Read more ShiftSync articles:
Ethics Is the New Non-Functional Requirement
Will AI Replace Software Testers? The Hidden Expertise That AI Cannot Replicate (2026)
Stop treating AI like Google: start treating it like a senior tester

1 reply

  • Space Cadet
  • June 24, 2026

Great post and well written, I have a few questions your way 
 

1. Delivery Mechanism

You mention there are no two-week Scrum sprints, extensive QA ceremonies, or rigid development processes. I’m curious what the actual delivery model looks like.

How are changes planned and delivered in practice? Are test engineers embedded within product teams delivering features, or do they operate more as specialists responsible for tooling, frameworks, and quality enablement across multiple teams?

If you’re not following a traditional sprint model, what does the cadence of delivery look like?

 

2. Ownership

You mention “traceable ownership” as a core principle.

Could you give a concrete example of what ownership means in your environment?

Is ownership aligned to:

  • Features?
  • Products?
  • Customer journeys?
  • Releases?
  • Test infrastructure/tooling?

I’m trying to understand what the unit of ownership actually is and how clearly that ownership is defined across the organisation.

 

3. Accountability

You describe ownership being coupled with shared accountability.

Where does an individual’s accountability begin and end?

For example, if a feature ships with a production issue:

  • Does the feature owner investigate and drive resolution?
  • Does that responsibility extend into operational support?
  • Do engineers own the entire lifecycle from design through production support?

I’d be interested in understanding how far that accountability extends in practice.

 

4. Ownership + Shared Accountability Loop

You describe ownership plus shared accountability as the foundation for quality at scale.

Could you walk through what that loop actually looks like?

What mechanisms create accountability?

What are the feedback loops that reinforce ownership and quality over time?

 

5. Coverage

You mention getting coverage in place before the next wave of changes arrives.

How are you approaching coverage at scale?

Are teams delivering very small incremental changes, or larger feature drops?

Also, how do you make coverage visible?

I’d love to understand how you define and measure “sufficient coverage.”

 

6. Shared Platforms and Frameworks

You mention relying on shared platforms and reusable frameworks rather than re-deriving quality practices on every project.

Could you share some examples of those platforms?

And how do they help scale engineering judgement rather than simply standardising process?

 

7. Quality Intelligence

You mention “connected quality intelligence” being more valuable than simply counting bugs.

What does that look like in practice?

Specifically:

  • What coverage metrics do you track?
  • What dashboards do teams use regularly?
  • What do you mean by “traceable risk signals”?

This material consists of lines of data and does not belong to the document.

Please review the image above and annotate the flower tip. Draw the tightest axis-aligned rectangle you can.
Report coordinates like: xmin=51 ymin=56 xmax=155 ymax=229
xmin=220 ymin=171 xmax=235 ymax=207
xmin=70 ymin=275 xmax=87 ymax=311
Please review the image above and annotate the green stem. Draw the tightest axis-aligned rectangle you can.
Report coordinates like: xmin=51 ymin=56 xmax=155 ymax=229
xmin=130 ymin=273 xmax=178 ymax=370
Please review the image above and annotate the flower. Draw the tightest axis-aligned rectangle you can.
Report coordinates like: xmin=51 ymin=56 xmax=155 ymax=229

I’d be interested in understanding which signals actually influence engineering decisions and release confidence.

 

8. Testing Scope Visibility (The One I’d Most Want Answered)

This is one of the few things I slightly disagreed with in the article.

You wrote:

“Do not rely on other people’s awareness of your testing scope.”

I understand the point about developing deep ownership and not seeking validation.

However, I’ve often found value in making testing scope highly visible—not because others know more than the tester, but because visibility allows assumptions, risks, and blind spots to be challenged.

How do you balance:

  • Personal ownership of testing scope
  • Independent challenge and feedback
  • Collective understanding of risk

What mechanisms exist to prevent someone becoming overconfident in their own understanding of the scope?